The auction house Gorny & Mosch is offering the four jars, with an estimated joint price of €150,000 in its Ancient Art, Africa, Asiatica sale on 22 July. They contain the 2,600-year-old liver, lung, stomach and intestines of Djed-Ka-Re, a senior figure in the 26th dynasty.
The Kunsthistorisches Museum’s lawyer, Ernst Ploil, wrote to Gorny & Mosch requesting the return of the artefacts on 17 July but has so far received no response, says Franz Pichorner, the deputy director of the museum. The museum’s claim is backed by Icom Austria, which issued a statement demanding that the auction house hand this “clearly illegally traded cultural property back to the Kunsthistorisches Museum.”

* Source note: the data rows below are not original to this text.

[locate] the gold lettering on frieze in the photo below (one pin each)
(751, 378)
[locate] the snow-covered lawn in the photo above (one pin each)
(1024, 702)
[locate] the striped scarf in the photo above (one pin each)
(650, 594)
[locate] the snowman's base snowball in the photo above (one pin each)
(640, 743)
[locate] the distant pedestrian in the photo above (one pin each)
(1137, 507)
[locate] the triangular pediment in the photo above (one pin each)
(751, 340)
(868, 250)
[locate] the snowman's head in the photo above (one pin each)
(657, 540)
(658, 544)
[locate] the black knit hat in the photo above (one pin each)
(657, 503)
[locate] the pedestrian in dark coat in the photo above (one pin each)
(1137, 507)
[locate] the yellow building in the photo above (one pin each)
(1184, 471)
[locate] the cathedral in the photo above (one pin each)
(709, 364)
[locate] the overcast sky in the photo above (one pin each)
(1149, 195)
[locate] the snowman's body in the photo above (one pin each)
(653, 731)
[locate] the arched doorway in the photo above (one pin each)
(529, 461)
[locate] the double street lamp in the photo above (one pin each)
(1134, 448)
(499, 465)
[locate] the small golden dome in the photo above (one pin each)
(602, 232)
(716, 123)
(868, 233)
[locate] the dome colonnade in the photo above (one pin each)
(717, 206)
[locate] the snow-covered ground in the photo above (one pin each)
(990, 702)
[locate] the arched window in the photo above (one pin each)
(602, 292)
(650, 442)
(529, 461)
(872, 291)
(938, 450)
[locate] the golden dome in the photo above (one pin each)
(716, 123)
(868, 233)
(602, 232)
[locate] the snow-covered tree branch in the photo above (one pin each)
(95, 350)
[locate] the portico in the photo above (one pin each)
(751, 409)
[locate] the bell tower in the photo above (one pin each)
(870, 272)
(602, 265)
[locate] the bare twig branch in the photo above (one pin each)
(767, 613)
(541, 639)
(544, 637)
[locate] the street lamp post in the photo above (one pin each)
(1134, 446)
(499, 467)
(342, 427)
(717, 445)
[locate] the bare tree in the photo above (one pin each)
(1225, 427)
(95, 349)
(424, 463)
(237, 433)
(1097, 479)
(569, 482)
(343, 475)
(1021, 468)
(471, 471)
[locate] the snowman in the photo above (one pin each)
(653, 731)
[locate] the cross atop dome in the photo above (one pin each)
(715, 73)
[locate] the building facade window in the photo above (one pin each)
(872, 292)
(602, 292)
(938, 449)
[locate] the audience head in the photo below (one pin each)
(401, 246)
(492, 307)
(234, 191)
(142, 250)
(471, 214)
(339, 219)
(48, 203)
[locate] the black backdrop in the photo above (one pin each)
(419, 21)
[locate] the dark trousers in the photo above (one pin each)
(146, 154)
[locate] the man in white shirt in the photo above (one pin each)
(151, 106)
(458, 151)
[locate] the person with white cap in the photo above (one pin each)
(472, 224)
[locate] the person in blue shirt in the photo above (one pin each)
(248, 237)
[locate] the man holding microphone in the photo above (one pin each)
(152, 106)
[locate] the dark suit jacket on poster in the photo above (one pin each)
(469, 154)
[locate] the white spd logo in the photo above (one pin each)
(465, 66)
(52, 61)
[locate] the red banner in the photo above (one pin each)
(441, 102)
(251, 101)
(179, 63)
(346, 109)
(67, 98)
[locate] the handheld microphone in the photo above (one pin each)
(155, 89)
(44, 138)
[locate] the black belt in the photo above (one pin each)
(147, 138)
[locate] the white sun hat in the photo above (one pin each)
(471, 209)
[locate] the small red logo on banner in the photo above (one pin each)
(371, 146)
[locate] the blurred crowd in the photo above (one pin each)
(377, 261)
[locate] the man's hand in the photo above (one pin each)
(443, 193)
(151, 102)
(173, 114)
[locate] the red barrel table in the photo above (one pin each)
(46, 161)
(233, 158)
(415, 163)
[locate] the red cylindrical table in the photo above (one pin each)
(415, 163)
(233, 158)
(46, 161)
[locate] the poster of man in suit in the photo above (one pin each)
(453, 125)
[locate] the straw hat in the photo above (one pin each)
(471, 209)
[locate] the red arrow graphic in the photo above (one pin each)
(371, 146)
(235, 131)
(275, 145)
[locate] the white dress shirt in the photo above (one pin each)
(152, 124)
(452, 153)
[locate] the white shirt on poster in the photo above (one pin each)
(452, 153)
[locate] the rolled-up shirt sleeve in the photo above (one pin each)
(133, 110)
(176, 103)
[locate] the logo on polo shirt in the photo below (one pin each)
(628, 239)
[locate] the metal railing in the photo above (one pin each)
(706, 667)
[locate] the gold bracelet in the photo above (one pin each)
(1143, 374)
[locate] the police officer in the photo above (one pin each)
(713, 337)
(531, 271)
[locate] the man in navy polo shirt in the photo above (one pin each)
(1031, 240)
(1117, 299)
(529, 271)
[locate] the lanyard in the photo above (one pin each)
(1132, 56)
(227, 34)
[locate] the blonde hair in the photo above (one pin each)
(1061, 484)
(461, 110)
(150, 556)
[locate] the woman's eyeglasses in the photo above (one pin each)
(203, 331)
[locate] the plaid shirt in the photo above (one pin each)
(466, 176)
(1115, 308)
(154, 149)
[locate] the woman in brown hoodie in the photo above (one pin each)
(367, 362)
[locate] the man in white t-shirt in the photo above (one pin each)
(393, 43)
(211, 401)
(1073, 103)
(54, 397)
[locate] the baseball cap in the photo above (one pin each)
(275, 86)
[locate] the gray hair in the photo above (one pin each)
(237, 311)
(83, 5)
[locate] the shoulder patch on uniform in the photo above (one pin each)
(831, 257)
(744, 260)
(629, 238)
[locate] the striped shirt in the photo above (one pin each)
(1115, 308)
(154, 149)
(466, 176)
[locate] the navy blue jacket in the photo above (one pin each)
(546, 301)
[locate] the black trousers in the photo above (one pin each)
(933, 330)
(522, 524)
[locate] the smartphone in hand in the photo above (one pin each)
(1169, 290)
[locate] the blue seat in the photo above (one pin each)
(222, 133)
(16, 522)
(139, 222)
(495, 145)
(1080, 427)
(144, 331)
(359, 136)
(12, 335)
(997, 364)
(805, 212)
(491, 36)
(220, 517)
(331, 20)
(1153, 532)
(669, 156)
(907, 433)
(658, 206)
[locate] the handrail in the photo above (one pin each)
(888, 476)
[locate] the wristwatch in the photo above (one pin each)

The jars, along with hundreds more items, vanished from the museum during the tenure of Hans Demel, who was director of the Egyptian and Oriental collection from 1913 to 1951. It was only after Demel’s death that his successor revised the inventory and combed his predecessor’s correspondence, drawing the conclusion that Demel had sold items from the collection illegally over many years and pocketed the proceeds.
“Amazingly, it was never investigated,” Pichorner says. He says the museum’s chances of recovering the jars via legal action are slim because of statutes of limitations and other obstacles. “But we believe they are no longer sellable and we would like to negotiate with the consignor,” he adds.
Gorny & Mosch previously offered the jars at an auction in 2018, where they went unsold. Pichorner says the auction house has misstated the provenance in an online video, claiming that the jars were in the possession of Emperor Franz Joseph I, and neglecting to mention that they were part of the museum’s collection from 1891 until the illegal sale.
The auction house said in a written statement that the current consignor is the heir of a collector who bought them in 1958 from a coin dealer, E. Button. Gorny & Mosch pointed out that the sale predated Unesco's 1970 Convention on the Means of Prohibiting and Preventing the Illicit Import, Export and Transfer of Ownership of Cultural Property. It added that under German law, a good-faith purchaser acquires the right to ownership after possessing an item for ten years.
“The sale is therefore in our view uncontroversial from a cultural property law perspective,” the statement said.